Она вздрогнула, услышав голос Твиг у себя за спиной. Она не обернулась, но кивнула.
– Она в порядке?
Пауза.
– Я не знаю, – ответила Джун.
Песенка сверчков заполнила повисшую между ними тишину.
– Джун.
Она осталась стоять, как стояла, рука прижата к стене.
– Она заслуживает не меньше, чем любой другой Цветок, и тебе это хорошо известно, – произнесла Твиг жестко и решительно. – Если уж на то пошло, она заслуживает даже больше. От тебя, от нас, от этого места. Она – твоя семья.
– Она – его, – возразила Джун. – Она его, и я не хочу, чтобы меня это касалось.
– Что ж, желаю удачи, – сказала Твиг, голос ее смягчался.
Снова пауза.
– Ты дрожишь. – Джун кивнула. – Ты в порядке?
– Это были тяжелые дни.
Джун потерла переносицу. Она понимала, к чему идет дело.
– Где младенец?
Джун тяжело вздохнула.
– Ты действительно не забрала его домой? – Голос Твиг дрогнул.
– Не сейчас, Твиг. Пожалуйста. Мы можем поговорить об этом утром.
Она обернулась, только чтобы увидеть пустой коридор и хлопнувшую входную дверь. Джун не стала ее удерживать. Она лучше других знала, что порой слова больше вредили, чем помогали.
Она обошла дом и выключила везде свет. Уже после этого она задумалась, прошла обратно и снова включила одну из ламп на случай, если ребенок проснется ночью. Она помедлила возле закрытой двери Кэнди, но из-под двери не пробивался свет, может быть, она была с другой стороны поля, в спальне Цветов. Запах кисетного табака веял по дому: Твиг курила на веранде. Джун снова вернулась по коридору в гостиную. Она высунулась в открытое окно и сорвала цветок с краснотычиночника. Выйдя опять в коридор, она засунула цветок в замочную скважину спальни Твиг. Благодарность.
Когда Джун, наконец, осталась одна в своей спальне, она включила лампу и повалилась на кровать. Она закрыла рукой глаза, убеждая себя, что соблазн не делал полную фляжку в ее кармане все тяжелее с каждой минутой.
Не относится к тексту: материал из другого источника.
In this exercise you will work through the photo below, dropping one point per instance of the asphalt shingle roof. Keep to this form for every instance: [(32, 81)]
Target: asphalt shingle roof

После того как восемнадцатилетний Клем узнал, что Джун не включила его в свое завещание, он забрал Агнес и покинул Торнфилд. С тех пор Джун лишь однажды получила весть от него: девять лет назад, когда, как теперь догадывалась Джун, родилась Элис, в Торнфилд прибыла посылка, адресованная Джун и подписанная рукой ее сына. Тогда она поступила так же, как сейчас: удалилась в свою комнату с фляжкой виски.
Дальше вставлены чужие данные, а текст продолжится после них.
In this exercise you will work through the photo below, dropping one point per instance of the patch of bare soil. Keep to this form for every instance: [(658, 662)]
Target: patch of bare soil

Джун села на кровати, достала фляжку из кармана, отвинтила крышку и сделала большой глоток. Она пила, пока виски не остановило дрожь в конечностях и не смягчило напряжение в шее. После того как руки перестали трястись, Джун залезла под кровать, нащупала старую потрепанную коробку и вытащила ее. Она сняла крышку, осторожно извлекла деревянную фигурку, вырезанную вручную, и бережно уложила ее на руках. Это был младенец, с таким же ртом, похожим на розовый бутон, и большими глазами, как у чада, спавшего в комнате прямо над ней; этот же уютно прикорнул в кровати из жестких листьев и цветов-колокольчиков. Внутри каждого цветка шли полоски, а у основания были желтые пятнышки.
– Оставленная любовь, – проговорила она с горечью.
8
Имеется в виду «Алиса в Стране чудес», поскольку на английском Алиса звучит как Элис (прим. пер.).